I see that happening to you. I see you shine when you’ve learned something in school that is remarkable. But when you tell your parent, the expression on that person’s face is not joy or kindness but scorn and irritability at what you saw as wonderful, and exciting.
Because I see this I work at reversing the disappointment for you so that you are not scarred by this negative reception. I want you to know that every new thing you learn is celebrated when you tell it to me. The unfortunate part of this is that you will always crave your parent’s approval. You will forever be chasing their attention. What I give you that lacks with your parent will not replace what you so crave. I hope it will help you to be less lonely. I hope it will show you how life should be so that you have a frame of reference to always go to.
The important thing for you to grasp is that happiness and joy come from within. You are the only one that has complete control over how you feel. I think that perhaps you may be relying on me too much, and are fearful for you future without me in it.
I adore you. I find in you immeasurable goodness. I see kindness in your eyes, and chivalry in your heart even at your age. You must know that you have everything in you to become a fabulous man, and a stalwart male. If you can believe what I am saying and embrace it as real for yourself, having an inattentive mother won’t make a difference in who you become.
They say a child’s personality is fully developed by age five. If this is true , which I do believe, then you have been already been given a foundation for development that comes from me and your papa. You have only to acknowledge the foundation and trust it and yourself to complete your growth into manhood.
Believing in yourself is the most difficult achievement to make from age seven to seventeen. Most teens struggle with it. I hope you do not. I hope you believe what I am telling you, and let that be your platform of growth. If you do you will have a head start on all your peers. Finding confidence in a young boy or teen is not usual.

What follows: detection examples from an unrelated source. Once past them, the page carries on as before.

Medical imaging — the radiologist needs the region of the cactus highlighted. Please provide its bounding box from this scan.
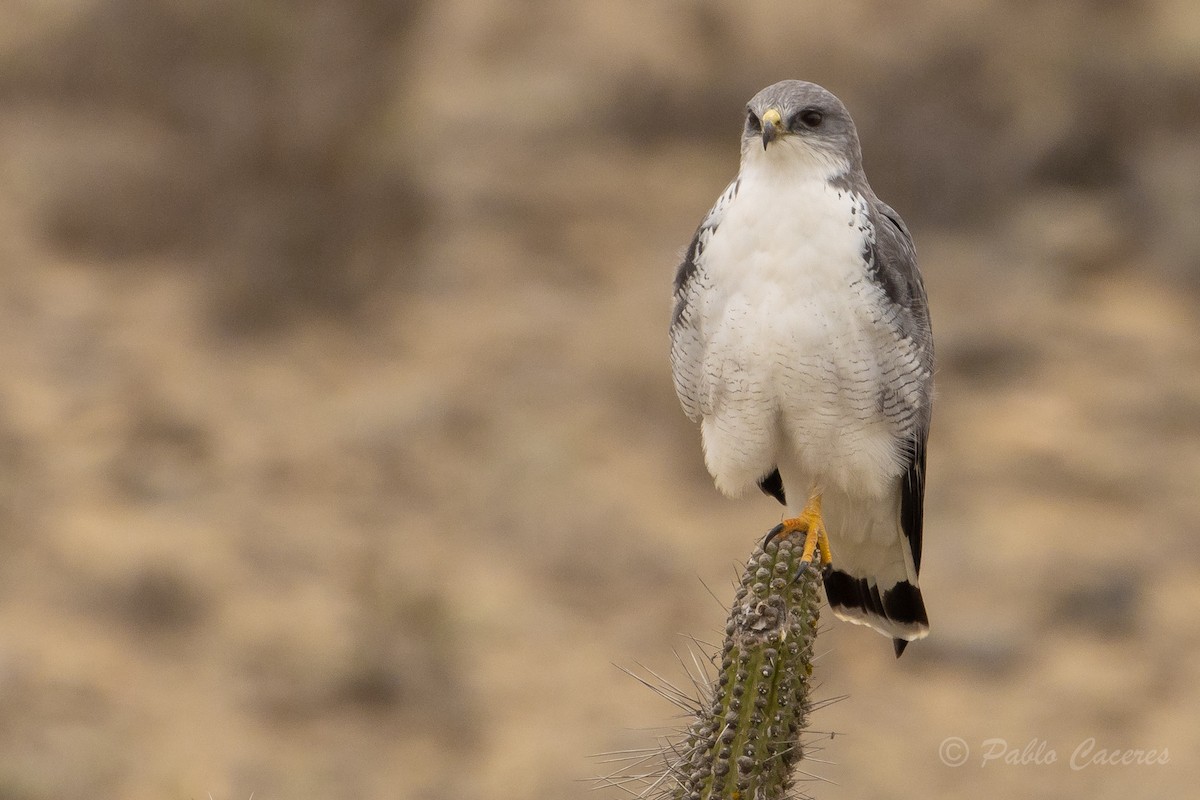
[668,537,820,800]
[600,537,821,800]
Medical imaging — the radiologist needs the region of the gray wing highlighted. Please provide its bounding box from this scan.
[866,198,934,570]
[671,181,738,422]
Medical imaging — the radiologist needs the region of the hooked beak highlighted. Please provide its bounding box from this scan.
[762,108,784,150]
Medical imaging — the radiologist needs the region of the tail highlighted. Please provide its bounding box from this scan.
[824,573,929,658]
[824,484,929,658]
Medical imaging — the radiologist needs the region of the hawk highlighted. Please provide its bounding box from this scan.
[671,80,934,657]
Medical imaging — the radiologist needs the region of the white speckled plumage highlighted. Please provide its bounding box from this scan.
[671,82,932,649]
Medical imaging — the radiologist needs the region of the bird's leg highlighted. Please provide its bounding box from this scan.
[762,494,833,567]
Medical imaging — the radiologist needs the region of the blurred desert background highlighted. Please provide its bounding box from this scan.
[0,0,1200,800]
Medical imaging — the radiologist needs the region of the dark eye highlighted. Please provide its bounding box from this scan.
[792,108,824,130]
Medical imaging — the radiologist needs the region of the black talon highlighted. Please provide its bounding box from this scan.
[762,523,784,549]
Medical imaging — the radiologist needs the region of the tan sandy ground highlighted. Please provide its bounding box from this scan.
[0,0,1200,800]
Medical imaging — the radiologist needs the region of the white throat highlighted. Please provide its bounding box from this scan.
[740,137,850,184]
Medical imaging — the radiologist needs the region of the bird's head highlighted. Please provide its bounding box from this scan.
[742,80,863,176]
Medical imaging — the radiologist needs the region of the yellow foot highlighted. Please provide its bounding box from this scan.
[762,494,833,566]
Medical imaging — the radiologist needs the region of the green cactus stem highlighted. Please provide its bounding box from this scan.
[668,536,821,800]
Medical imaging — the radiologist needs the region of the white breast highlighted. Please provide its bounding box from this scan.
[701,159,900,494]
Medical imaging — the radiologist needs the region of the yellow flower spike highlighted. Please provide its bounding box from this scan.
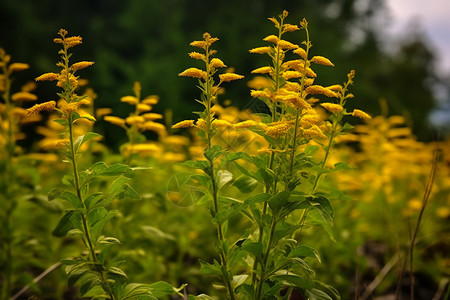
[247,76,272,90]
[209,58,227,69]
[251,67,272,74]
[178,68,206,79]
[300,115,322,129]
[27,101,56,115]
[63,36,83,48]
[263,34,279,44]
[320,103,344,115]
[305,85,338,98]
[125,116,145,125]
[265,122,292,138]
[219,73,244,82]
[352,109,372,120]
[120,96,139,105]
[136,103,152,113]
[141,95,159,105]
[233,120,258,129]
[249,47,272,54]
[306,67,317,78]
[11,92,37,102]
[71,61,94,72]
[95,107,112,118]
[281,71,303,80]
[325,84,342,92]
[172,120,195,129]
[189,51,206,61]
[250,90,271,99]
[277,40,299,50]
[212,119,233,128]
[103,116,126,127]
[142,113,163,121]
[8,63,30,73]
[34,73,59,81]
[283,24,300,32]
[303,125,327,139]
[311,56,334,67]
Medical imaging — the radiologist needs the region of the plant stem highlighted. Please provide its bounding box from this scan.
[68,115,115,299]
[256,216,277,299]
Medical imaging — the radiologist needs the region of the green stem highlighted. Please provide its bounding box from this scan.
[256,216,277,300]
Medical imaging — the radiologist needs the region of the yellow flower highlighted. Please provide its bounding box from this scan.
[250,90,270,99]
[320,102,344,115]
[233,120,258,129]
[247,76,272,90]
[265,122,291,138]
[95,107,112,117]
[71,61,94,72]
[303,125,327,139]
[305,85,338,98]
[252,67,272,74]
[104,116,125,127]
[11,92,37,101]
[8,63,30,73]
[172,120,194,129]
[249,47,272,54]
[219,73,244,82]
[178,68,206,79]
[277,40,299,50]
[120,96,139,105]
[125,116,145,125]
[189,51,206,61]
[34,73,59,81]
[141,95,159,105]
[27,101,56,115]
[136,103,152,112]
[352,109,372,120]
[63,36,82,48]
[311,56,334,67]
[326,84,342,92]
[263,34,279,44]
[212,119,233,128]
[283,24,300,32]
[209,58,227,68]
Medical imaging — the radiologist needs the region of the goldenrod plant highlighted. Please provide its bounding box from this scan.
[31,29,183,299]
[104,82,167,164]
[0,48,38,299]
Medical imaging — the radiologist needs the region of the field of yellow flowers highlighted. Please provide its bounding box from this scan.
[0,11,450,300]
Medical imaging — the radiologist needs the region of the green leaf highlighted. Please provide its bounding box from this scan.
[333,162,354,171]
[244,193,270,205]
[233,176,258,193]
[52,210,76,237]
[84,193,105,209]
[180,160,211,174]
[217,170,233,189]
[73,132,101,153]
[106,267,128,278]
[273,275,314,289]
[239,242,263,259]
[269,191,291,212]
[305,289,333,300]
[289,245,321,262]
[205,145,223,161]
[91,161,132,177]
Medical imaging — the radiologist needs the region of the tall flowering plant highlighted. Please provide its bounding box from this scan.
[174,11,370,299]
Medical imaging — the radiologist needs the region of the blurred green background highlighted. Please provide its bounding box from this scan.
[0,0,443,146]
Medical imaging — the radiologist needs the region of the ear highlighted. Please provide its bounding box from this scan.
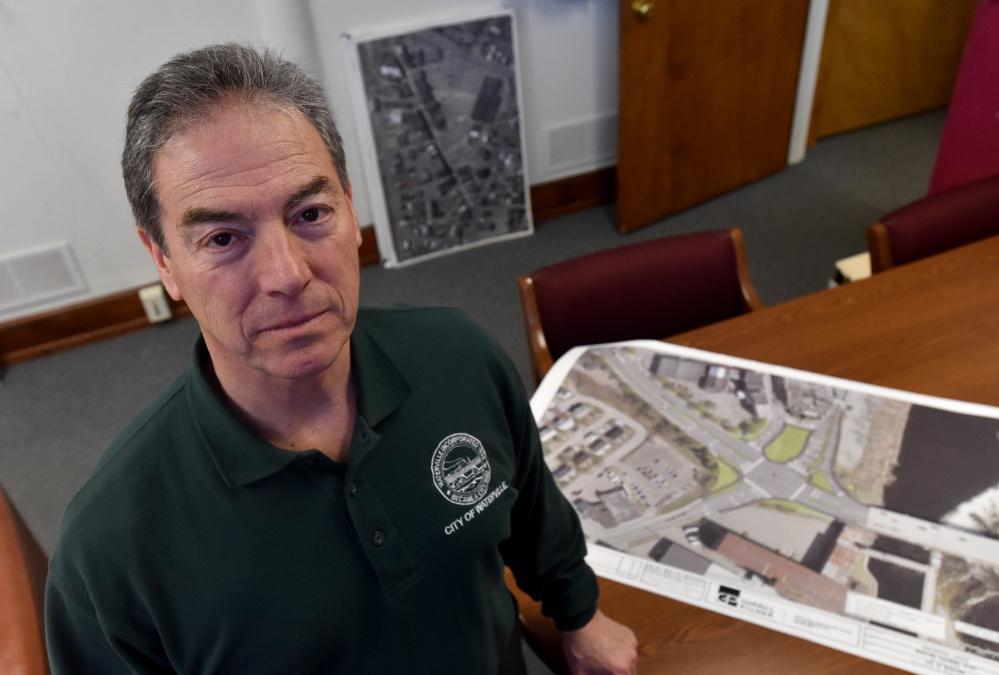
[135,227,184,300]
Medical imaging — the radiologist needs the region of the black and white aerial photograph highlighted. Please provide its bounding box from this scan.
[354,14,533,266]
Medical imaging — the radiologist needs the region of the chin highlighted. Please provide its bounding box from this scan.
[260,349,339,380]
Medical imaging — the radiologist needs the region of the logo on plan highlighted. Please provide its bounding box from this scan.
[430,434,492,504]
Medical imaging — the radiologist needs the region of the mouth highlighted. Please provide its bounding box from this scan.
[260,311,326,333]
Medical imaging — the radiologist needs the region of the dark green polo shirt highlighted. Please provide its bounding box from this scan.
[46,309,597,675]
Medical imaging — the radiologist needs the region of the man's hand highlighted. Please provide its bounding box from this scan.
[562,609,638,675]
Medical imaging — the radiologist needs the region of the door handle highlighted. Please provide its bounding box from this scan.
[631,0,656,21]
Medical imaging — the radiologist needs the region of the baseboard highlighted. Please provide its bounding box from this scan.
[0,288,191,366]
[531,166,617,223]
[0,166,617,366]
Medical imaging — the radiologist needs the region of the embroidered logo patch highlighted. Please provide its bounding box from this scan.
[430,434,492,504]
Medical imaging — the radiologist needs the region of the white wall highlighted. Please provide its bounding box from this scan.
[0,0,618,321]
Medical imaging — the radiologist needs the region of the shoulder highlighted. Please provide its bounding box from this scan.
[355,305,525,396]
[58,373,192,551]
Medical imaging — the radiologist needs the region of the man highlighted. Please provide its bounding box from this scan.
[46,45,635,674]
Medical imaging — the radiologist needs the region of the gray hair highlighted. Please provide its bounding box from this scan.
[121,43,347,251]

You find bullies, and smart mouthed brats, but those camouflage what those kids are really feeling which is fear and insecurity. I can’t say it enough─trust yourself!

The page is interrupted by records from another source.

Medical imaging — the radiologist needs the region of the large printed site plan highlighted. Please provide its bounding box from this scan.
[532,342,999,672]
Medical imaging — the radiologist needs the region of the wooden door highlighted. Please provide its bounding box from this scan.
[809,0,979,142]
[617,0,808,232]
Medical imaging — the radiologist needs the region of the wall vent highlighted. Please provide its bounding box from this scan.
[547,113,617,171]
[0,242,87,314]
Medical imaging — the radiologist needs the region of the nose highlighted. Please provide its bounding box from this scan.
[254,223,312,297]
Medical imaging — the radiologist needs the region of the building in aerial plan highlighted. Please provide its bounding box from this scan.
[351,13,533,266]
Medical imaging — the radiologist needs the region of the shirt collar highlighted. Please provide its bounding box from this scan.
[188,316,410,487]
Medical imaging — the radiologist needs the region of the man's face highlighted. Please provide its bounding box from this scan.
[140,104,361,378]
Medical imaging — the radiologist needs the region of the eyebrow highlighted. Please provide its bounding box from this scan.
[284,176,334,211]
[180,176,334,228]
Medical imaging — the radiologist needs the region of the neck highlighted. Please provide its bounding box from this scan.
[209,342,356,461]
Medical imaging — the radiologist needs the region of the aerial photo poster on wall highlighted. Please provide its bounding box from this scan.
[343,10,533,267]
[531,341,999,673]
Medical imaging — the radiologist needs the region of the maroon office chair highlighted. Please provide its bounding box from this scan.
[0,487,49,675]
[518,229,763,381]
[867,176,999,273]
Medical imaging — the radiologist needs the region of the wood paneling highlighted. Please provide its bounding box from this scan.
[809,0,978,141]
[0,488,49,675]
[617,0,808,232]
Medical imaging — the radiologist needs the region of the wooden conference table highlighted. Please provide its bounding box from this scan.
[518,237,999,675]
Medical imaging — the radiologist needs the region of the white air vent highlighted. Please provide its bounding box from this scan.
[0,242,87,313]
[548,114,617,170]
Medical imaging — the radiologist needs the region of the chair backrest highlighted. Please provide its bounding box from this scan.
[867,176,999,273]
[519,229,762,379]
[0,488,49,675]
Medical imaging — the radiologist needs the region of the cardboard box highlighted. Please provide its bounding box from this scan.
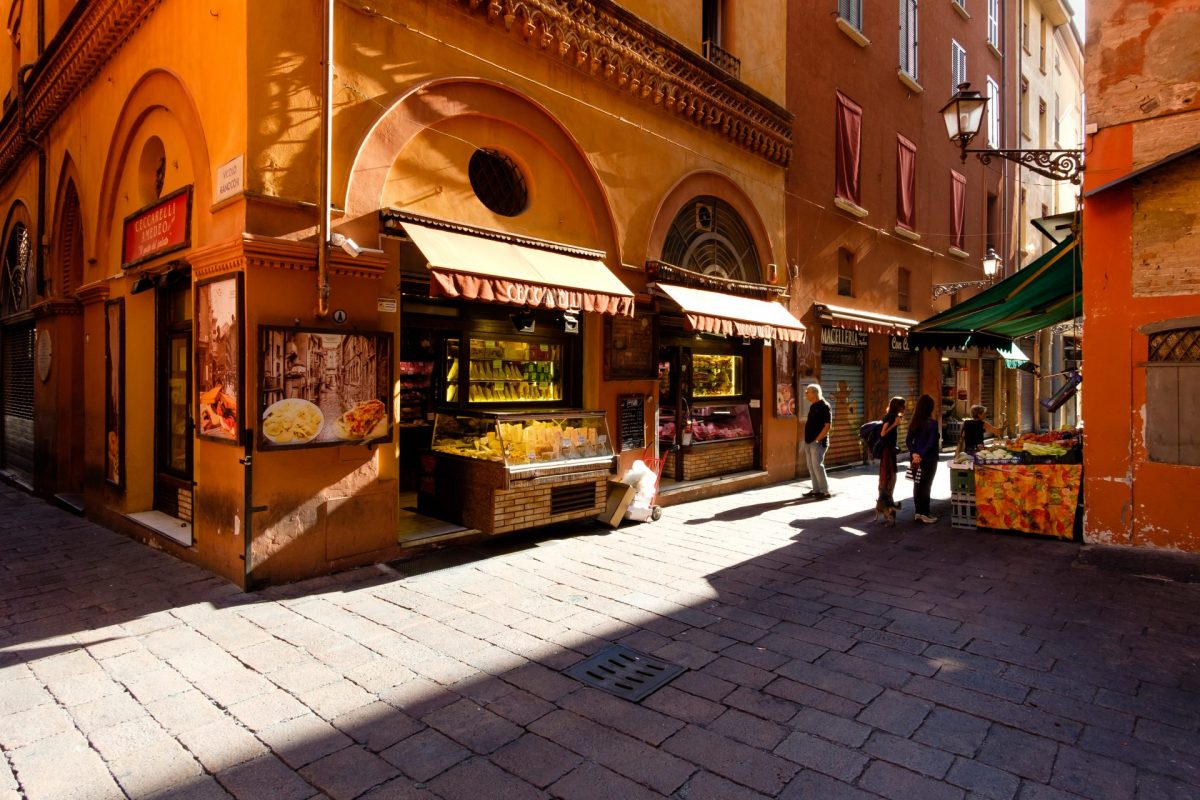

You have been loved fully. I love you fully and so does Papa. Your mother loves you very much. You are handsome and smart. You embody kindness and empathy.
Will I be here when you are seventeen? I plan on it. But we never know what the future is to be. So.. you have to live for you! You must gain self assurance and self worth in the next ten years so that you do not grow up with anxiety and fears. Whether I am there or not, you will be and you must be okay with that. I will always be a strong influence on you. My words and thoughts that I’ve conveyed to you all those years will be in your brilliant brain to call upon. That’s why I want you to trust what I tell you now and in the future. You will not need me. I am already with you.
I see a good life for you. I see baseball and love and peace. Step forward Kayle, into the future, because it is your future and you make it the way you want it to be. You have that power. No one else…just you. It’s one of our greatest gifts as a human that most refuse to claim. Accept your power, your strength, and your confidence. Believe in who you are and the gifts you’ve been given. Be open to them and see them so that you take the path you were intended to take.
You were never meant to conventional either.